Sowparnika presented the paper, “Contesting Tradition: What is Visible and Valuable through Iconic Replication” in the 2016 AAA conference in a panel she co-organizes called “Value(s) and Replication: Evidence-Based Ethnography.” Her paper was about the iconic transactions between government museums in India, handicraft corporations that market replications of antique art, and living sculptors who create the replicas whole claiming a genealogical connection with medieval artisan communities. The South Indian bronze is a culturally significant heritage artifact for the Indian national consciousness with a history that begins in the 8th century.
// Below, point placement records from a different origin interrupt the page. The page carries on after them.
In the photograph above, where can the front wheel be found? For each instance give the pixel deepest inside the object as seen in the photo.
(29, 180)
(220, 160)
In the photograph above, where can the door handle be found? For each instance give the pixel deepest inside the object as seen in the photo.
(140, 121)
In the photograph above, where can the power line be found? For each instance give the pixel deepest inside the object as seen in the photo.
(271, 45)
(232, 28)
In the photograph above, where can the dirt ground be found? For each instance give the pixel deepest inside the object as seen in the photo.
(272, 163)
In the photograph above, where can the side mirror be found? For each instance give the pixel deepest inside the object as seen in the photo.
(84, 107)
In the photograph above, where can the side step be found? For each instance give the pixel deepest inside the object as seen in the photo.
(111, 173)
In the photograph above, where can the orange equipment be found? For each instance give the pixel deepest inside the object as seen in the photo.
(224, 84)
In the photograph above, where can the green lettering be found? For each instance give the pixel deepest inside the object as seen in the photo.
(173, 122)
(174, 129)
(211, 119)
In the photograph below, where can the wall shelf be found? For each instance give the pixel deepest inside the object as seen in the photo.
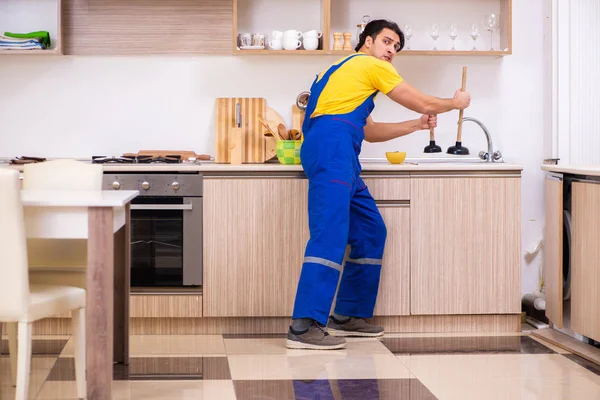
(31, 16)
(265, 16)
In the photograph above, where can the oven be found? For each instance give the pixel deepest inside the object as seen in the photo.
(166, 227)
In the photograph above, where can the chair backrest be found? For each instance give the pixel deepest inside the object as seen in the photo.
(14, 273)
(63, 174)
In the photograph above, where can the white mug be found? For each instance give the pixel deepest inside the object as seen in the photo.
(291, 44)
(276, 44)
(313, 34)
(311, 43)
(292, 34)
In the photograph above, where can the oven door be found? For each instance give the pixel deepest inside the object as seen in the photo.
(166, 241)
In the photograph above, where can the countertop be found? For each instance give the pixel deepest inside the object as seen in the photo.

Various governmental museums and cultural organizations have utilized it to index India’s precolonial traditions. The Indian museums promote a narrative of tradition that is securely placed in the past by positioning bronzes as “archaeological” artifacts, cutting off living sculptors from accessing them. These sculptors residing in the Tamil town, Swamimalai, are an occupational community of artisans, some of whom trace their genealogical and caste lineage to the medieval bronzecasters who made the museum bronzes. Taking advantage of the economically thriving handicraft sector, the Swamimalai sculptors produce contemporary replicas of the antique bronzes and sell them as artistic and ethnic collectible objects, although the historical purpose of these idols has been to serve as deities in temples. Sowparnika’s paper examined the inherent contradictions of the government apparatus in its attempts to define “tradition” and the response from a traditional artisan community struggling to reclaim ownership over the same through the act of replication. Using Marx (1977) and Strathern’s (1990) notions of value as the visible, her paper used ethnographic evidence to showcase how museums circumscribe historical artifacts within their hegemonic narratives. She argued that bronzecasters make themselves visible (and valuable) through objectifying their labor by creating iconic links (Peirce 1932) with antique bronzes and thereby claiming a relationship with the medieval artisans and their bronzes.